IR Window Certification – Be careful, it’s a minefield of false information out there!

So the question you probably have is why is the certification process such a minefield.  Well that is simple, for an IR Window to be deemed acceptable to OSHA, it must be approved by a Nationally Recognized Testing Laboratory (NRTL).  But;

  • There are many NRTLs available to use for certification such as UL, FM, CSA and Intertek to name a few.
  • All of these NTRL’s can certify an IR Window to their own standard but there are issues such as any certification from any NRTL would satisfy OSHA.
  • However, the US market requires UL Certification.

So how does an IR Window obtain UL Recognition

  • First of all we must decide on standards that will be pertinent to the applications of the product being tested.
  • All IR Windows require certifying to UL50V but depending upon environmental and other requirements, additional standards may are available.
  • Submission of the product for testing.

If successful a UL Recognized mark will be issued for the product range successfully tested.  Sounds pretty simple right? Well let’s take a look of what’s really involved with an IR window becoming certified.  There are a number of basic requirements that need to be considered when obtaining certification:

For products that are to be certified for indoor use:

  • Metallic parts must be non-corroding
  • Polymer parts must be flame retardant.  I emphasize this terminology because you will see later on how that can be misconstrued.
  • Protective covers are to remain in place during testing

For products submitted for outdoor certification:

  • We have all of the above and in addition we now have that…
  • Gasket or seal material must be subjected to accelerated aging tests
  • And that the IR window must be subjected to environmental testing using the aged gaskets or seals, all dictated by the desired environmental Type designation.

Now that the above have all been satisfied and all requirements for the chosen standards have been met, the UL Certificate can be issued.  All UL recognized components are issued with this document which shows product part numbers and standards tested to.  The UL Certificate of Compliance does not always show the Type designation, and it is up to the manufacturer to inform the end user of what the product’s type designation is. On some of the IR Windows in the market including the CorDEX IW Series this can very clearly be found on the cover; TYPE 3,12.  This is very important because the first rule of thumb to maintaining the environmental rating of the electrical gear is that the component’s rating must equal or exceed the rating of the gear itself.

For example:

If you install a Type 1 rated component into a Type 3 piece of electrical equipment, you have just de-rated the entire piece of electrical gear to Type 1.

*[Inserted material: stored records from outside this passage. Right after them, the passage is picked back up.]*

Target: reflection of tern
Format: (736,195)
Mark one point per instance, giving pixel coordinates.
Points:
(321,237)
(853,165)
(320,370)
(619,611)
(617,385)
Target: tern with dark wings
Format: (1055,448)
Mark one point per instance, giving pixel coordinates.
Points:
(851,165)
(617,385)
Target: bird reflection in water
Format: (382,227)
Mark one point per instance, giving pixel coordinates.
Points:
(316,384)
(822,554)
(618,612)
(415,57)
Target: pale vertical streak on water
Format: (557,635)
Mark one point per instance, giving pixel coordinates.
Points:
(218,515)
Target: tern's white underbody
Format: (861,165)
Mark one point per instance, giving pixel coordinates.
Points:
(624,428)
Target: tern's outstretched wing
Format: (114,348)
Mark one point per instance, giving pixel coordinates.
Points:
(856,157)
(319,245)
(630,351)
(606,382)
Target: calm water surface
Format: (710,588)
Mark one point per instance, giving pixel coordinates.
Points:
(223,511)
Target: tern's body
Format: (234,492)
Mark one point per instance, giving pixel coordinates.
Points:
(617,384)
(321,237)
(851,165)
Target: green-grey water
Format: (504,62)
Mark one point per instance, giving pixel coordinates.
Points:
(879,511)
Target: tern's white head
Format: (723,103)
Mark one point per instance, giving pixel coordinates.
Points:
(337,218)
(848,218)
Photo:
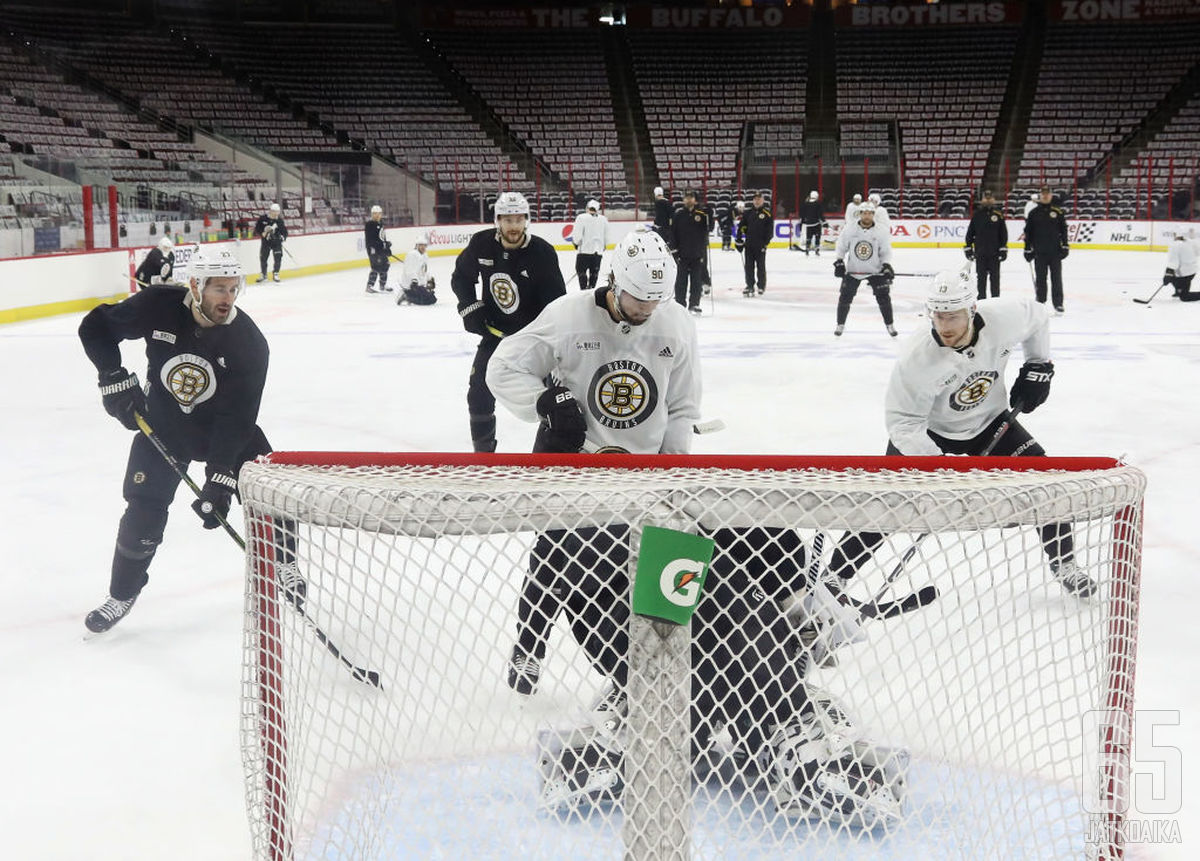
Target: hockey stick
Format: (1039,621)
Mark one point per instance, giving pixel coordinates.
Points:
(1011,416)
(367,675)
(1147,301)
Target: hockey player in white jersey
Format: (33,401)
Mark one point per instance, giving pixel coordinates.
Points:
(947,396)
(417,284)
(864,252)
(589,236)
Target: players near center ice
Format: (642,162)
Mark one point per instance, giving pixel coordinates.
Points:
(271,232)
(689,239)
(987,244)
(417,286)
(517,275)
(811,216)
(755,232)
(1181,268)
(946,396)
(159,266)
(628,355)
(378,251)
(864,251)
(1047,246)
(207,369)
(591,238)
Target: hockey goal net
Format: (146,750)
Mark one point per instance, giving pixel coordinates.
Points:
(959,699)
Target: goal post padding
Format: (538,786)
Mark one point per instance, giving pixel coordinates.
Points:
(415,564)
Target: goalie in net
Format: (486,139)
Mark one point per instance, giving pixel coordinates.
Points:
(629,355)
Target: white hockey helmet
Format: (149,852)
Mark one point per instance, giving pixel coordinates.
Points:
(643,268)
(952,290)
(511,203)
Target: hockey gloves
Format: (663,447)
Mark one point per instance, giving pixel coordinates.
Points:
(473,318)
(1032,385)
(213,506)
(563,427)
(121,396)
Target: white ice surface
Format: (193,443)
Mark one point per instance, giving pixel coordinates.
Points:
(126,746)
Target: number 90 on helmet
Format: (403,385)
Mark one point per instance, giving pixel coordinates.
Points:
(643,268)
(951,290)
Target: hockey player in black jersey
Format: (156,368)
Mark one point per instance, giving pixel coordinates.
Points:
(378,251)
(520,276)
(204,383)
(159,268)
(271,230)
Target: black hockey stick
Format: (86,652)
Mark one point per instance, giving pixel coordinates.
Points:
(1011,416)
(1147,301)
(367,675)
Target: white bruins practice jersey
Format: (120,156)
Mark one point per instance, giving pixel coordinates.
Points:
(415,268)
(639,385)
(958,392)
(865,250)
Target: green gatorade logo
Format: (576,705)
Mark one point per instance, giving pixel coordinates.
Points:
(671,570)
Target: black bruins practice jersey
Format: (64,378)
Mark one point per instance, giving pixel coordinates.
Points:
(204,383)
(517,283)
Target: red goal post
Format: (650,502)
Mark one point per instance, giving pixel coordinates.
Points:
(414,566)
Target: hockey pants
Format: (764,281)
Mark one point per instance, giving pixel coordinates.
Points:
(988,268)
(744,667)
(880,286)
(1057,540)
(480,402)
(150,486)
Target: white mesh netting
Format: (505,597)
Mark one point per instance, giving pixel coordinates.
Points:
(936,710)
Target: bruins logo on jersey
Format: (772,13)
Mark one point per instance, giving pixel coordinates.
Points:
(973,390)
(622,395)
(190,379)
(504,291)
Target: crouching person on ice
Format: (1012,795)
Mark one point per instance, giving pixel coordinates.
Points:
(624,377)
(207,371)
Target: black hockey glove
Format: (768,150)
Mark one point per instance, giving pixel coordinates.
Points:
(215,498)
(563,427)
(1032,385)
(121,396)
(473,319)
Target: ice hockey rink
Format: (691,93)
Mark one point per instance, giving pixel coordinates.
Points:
(127,746)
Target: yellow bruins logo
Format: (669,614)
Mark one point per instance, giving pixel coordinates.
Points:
(622,395)
(973,390)
(504,291)
(190,379)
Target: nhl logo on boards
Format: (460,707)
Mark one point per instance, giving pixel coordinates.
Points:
(622,395)
(973,391)
(505,295)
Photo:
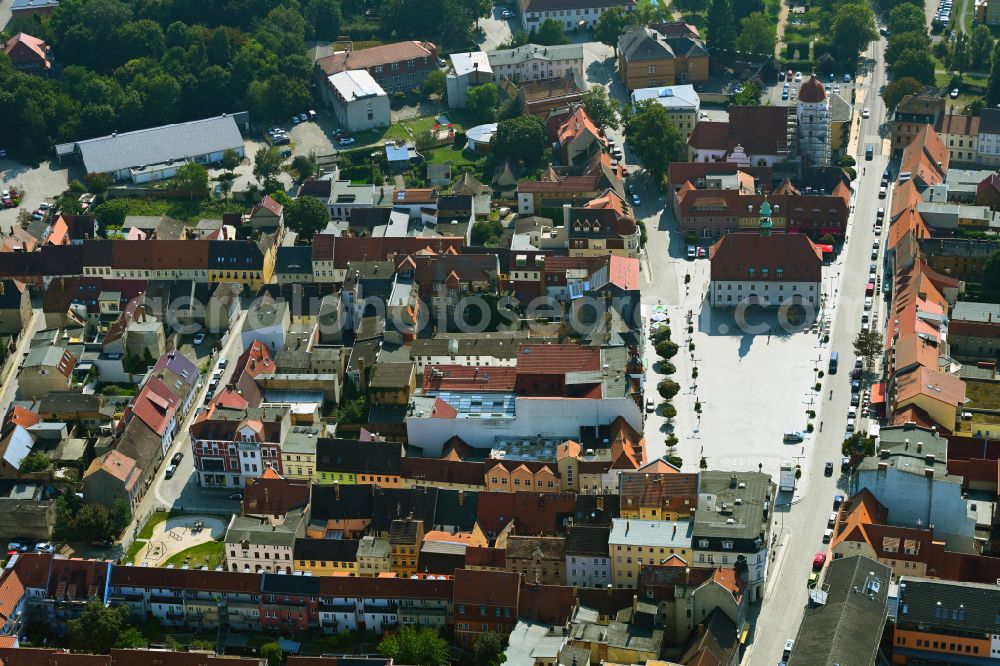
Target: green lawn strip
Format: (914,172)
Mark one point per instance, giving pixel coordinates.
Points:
(195,555)
(155,519)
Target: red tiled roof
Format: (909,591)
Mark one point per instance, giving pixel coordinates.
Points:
(557,359)
(20,416)
(482,556)
(434,470)
(155,405)
(274,496)
(734,254)
(468,378)
(377,55)
(812,91)
(480,587)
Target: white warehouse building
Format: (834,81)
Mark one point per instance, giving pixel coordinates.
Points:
(155,153)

The Type designation is contained in the UL report, and that information is not typically made available to end users.  The main idea here is to make certain that a component that is going to be installed into a higher assembly has obtained the proper certification and Type rating.

So now let’s take a look at the next issue of “Markings”

There is a common misconception when it comes to the use of the terms “listed” and “recognized”. We are often asked “Is the IR window UL listed?” Naturally this is a concern for all end users because their electrical gear is UL “listed”.

The answer is no, and that is because a window alone cannot be listed. The CorDEX IR Windows are UL “recognized” as a component. The recognized component that becomes part of a higher assembly, which IS UL “listed” as a whole.

A simplified example would be to consider your car. The car as whole assembly would be considered a car. If you were to remove one of the headlights and take it into a parts store to buy a replacement you would not refer to that headlight as a car. The same goes for a component and an assembly.

Figure 1: IW Series Certification Markings

There are special markings that coincide with a UL recognized component. As you can see in figure.1, the UL Recognized Component mark is shown and resembles a reversed UR. On the CorDEX IR Windows (figure.1) you will notice that the UR also has a “C” and a “U.S.” which means it is recognized as a component for Canada as well as the US.

Additional markings that can be found CorDEX IR Windows are the E number and warnings.  The E number is the 6 digit UL file number which engineers can use to access further information on the window from the UL Online Certification Directory.

The warning shown on the CorDEX window states that the ‘Device is incomplete without the cover secured’. This is normal with crystal IR windows as the covers protects the crystal from impact, which is completely acceptable to UL as long as the cover is closed when not in use.

IR windows that do not include a crystal optic may have the same type of warning. The reason for those warnings may have to do with requiring the cover to maintain the environmental rating or to maintain the flame retardant properties of the component.